Commander Barry Wilmore worked throughout Monday to install a 3D printer to get the International Space Station and future crews ready for self-sufficiency. Wilmore will work to calibrate the printer and set up a demonstration of the additive manufacturing technology.
› Read about 3D Printing In Zero-G
His fellow crew members, Flight Engineers Alexander Samokutyaev and Elena Serova, worked on routine maintenance tasks and cargo transfers in the station’s Russian segment. They also paired up for a cardiovascular exam on an exercise bike, sampled the station’s atmosphere and tested television downlink signals.

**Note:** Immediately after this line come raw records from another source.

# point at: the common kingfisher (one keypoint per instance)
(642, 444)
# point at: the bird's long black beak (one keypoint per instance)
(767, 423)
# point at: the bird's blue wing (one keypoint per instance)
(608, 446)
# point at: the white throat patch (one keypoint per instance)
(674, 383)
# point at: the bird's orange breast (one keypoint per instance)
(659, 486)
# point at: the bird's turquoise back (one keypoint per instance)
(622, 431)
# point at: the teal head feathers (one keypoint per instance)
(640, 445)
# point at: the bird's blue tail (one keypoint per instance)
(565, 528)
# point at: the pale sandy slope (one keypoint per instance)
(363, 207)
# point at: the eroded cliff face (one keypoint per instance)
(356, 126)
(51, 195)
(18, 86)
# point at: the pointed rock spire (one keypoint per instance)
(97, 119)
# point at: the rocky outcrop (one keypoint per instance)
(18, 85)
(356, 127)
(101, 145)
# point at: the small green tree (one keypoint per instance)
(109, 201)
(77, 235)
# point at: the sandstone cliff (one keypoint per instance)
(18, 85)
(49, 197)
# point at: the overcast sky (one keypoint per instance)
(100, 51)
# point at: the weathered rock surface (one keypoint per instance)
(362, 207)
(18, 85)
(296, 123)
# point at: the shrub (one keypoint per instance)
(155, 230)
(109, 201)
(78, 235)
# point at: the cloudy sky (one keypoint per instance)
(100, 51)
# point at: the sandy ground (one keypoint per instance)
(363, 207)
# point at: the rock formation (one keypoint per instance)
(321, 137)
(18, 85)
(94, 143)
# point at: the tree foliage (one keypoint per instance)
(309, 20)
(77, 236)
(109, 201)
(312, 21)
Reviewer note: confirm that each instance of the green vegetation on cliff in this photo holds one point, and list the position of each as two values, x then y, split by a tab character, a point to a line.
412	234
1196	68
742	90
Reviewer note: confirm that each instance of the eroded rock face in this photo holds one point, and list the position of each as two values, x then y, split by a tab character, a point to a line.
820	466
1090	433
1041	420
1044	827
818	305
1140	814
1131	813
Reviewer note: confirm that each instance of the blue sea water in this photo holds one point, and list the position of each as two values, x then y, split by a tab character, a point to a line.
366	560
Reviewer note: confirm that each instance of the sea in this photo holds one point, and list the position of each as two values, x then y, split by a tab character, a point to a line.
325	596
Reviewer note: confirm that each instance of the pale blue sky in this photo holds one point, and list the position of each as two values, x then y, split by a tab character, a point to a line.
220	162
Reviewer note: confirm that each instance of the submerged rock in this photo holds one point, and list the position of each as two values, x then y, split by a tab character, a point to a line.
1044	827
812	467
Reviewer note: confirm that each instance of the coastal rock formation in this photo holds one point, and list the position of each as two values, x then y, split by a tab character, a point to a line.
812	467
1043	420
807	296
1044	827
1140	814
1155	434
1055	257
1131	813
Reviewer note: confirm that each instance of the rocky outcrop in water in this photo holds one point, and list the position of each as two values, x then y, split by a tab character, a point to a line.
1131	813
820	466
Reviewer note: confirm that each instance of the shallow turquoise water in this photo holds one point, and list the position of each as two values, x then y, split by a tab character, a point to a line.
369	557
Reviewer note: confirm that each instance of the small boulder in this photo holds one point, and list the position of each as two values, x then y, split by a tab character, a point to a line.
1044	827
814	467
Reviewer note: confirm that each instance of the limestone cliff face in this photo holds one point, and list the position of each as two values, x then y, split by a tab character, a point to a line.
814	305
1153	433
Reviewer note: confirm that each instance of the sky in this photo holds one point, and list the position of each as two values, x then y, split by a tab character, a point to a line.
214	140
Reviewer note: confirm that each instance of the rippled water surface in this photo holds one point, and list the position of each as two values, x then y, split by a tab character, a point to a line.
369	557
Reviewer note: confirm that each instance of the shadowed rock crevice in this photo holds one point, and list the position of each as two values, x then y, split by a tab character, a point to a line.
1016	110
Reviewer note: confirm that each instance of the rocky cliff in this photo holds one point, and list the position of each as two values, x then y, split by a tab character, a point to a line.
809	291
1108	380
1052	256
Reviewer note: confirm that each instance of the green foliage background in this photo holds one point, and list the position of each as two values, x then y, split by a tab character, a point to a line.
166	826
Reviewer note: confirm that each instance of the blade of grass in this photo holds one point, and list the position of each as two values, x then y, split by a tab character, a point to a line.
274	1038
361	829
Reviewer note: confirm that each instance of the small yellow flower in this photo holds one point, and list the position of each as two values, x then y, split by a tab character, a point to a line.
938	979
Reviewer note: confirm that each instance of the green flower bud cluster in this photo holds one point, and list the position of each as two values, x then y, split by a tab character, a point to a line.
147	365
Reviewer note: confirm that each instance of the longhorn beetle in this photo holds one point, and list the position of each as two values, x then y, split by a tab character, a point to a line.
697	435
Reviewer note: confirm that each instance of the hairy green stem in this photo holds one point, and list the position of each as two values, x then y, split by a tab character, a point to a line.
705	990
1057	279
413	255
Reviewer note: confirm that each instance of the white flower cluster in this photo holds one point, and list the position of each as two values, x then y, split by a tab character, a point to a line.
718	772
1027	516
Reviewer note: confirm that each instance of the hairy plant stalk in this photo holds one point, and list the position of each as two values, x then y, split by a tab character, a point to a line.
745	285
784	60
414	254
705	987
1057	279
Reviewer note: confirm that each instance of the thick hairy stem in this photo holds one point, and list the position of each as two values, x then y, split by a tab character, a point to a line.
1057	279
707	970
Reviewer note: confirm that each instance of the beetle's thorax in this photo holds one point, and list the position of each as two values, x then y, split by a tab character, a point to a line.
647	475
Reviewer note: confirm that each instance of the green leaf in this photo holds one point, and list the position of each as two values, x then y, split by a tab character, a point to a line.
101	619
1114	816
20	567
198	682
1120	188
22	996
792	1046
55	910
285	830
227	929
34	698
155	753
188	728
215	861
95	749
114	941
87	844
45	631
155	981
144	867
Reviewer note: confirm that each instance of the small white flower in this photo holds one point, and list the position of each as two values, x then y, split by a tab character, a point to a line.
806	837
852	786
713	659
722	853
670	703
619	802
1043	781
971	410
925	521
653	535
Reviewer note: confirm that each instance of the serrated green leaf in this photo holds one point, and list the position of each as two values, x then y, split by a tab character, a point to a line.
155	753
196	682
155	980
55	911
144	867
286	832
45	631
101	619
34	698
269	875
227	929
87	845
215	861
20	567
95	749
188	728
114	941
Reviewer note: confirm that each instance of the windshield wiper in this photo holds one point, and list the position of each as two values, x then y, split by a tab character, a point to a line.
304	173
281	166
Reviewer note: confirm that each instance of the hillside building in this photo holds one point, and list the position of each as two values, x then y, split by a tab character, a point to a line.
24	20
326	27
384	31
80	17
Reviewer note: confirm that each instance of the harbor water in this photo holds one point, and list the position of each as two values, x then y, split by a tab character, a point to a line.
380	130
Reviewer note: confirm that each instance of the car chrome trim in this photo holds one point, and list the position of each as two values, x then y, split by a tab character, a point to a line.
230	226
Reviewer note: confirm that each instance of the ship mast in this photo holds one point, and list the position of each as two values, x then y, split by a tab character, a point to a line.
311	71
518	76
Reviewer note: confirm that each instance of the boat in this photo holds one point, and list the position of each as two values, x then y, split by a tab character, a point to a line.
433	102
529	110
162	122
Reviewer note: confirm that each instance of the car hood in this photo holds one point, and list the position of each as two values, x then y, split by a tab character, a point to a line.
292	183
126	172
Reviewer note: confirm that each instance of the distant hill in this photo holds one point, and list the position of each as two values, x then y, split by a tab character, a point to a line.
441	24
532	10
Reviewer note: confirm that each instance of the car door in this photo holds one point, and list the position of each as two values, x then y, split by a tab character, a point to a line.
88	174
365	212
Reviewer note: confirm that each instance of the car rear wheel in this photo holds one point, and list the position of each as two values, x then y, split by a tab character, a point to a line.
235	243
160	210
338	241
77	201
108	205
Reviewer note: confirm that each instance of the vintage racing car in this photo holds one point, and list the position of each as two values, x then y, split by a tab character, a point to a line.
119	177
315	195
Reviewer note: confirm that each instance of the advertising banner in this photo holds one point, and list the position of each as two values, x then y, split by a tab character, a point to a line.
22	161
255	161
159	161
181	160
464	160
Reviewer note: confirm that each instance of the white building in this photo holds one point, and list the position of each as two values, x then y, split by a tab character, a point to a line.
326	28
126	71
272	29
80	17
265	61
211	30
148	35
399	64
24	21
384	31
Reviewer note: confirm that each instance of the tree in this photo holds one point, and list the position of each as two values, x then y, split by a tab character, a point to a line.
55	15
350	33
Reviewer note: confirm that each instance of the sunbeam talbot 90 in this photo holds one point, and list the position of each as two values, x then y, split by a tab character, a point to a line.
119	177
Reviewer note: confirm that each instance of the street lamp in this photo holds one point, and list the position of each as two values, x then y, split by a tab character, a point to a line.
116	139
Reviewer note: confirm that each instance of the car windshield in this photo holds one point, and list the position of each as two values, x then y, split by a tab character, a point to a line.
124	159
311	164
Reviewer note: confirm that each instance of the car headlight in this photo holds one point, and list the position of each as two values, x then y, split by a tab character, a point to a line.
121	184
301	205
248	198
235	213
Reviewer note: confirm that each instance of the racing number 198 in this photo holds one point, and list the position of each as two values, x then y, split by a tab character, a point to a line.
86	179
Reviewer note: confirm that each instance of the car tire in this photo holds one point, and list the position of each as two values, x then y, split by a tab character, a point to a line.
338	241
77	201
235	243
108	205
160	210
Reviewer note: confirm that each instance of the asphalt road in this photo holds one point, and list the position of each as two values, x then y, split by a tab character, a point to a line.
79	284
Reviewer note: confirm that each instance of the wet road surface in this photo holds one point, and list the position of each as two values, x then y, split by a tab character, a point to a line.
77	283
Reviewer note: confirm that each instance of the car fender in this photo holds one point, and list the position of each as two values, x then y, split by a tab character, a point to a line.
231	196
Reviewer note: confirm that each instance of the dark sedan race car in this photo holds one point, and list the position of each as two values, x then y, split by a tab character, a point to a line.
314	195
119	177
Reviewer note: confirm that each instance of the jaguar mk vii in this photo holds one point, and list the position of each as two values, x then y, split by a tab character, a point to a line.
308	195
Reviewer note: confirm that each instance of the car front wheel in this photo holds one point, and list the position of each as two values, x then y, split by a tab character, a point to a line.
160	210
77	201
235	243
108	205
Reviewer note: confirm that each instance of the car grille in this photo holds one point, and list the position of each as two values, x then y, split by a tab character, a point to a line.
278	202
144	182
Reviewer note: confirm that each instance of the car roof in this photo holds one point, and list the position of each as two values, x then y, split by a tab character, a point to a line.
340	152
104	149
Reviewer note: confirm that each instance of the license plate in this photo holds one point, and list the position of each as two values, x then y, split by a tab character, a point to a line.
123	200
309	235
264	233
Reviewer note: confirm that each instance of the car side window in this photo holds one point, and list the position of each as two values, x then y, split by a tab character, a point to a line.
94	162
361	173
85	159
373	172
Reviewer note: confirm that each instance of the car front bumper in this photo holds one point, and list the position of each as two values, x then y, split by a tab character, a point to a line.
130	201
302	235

The next trio to join Expedition 42 is in Kazakhstan counting down to a Nov. 23 launch aboard a Soyuz TMA-15M spacecraft. They are set for a near six-hour ride to the International Space Station where they will live and work until May 2015.

Hey, correct me if I’m wrong, but. Didn’t Astronaut Donald Pettit fix one of those gloveboxes? I believe the official diagnosis was “gremlins”.
It seams really interesting that this 3D zero-G printer makes staying in space more independent of help from Earth. I’m sure that in some fifty years they will make it completely independent. Ray Bradbury fantasy about life on Mars doesn`t seem so utopian already. And when it happens we won`t fly there with tons of things, but we’ll get there only one thing – a printer 😉
I don’t like this brouhaha with 3D printers, but it looks very promising. Weightlessness – is a cool thing!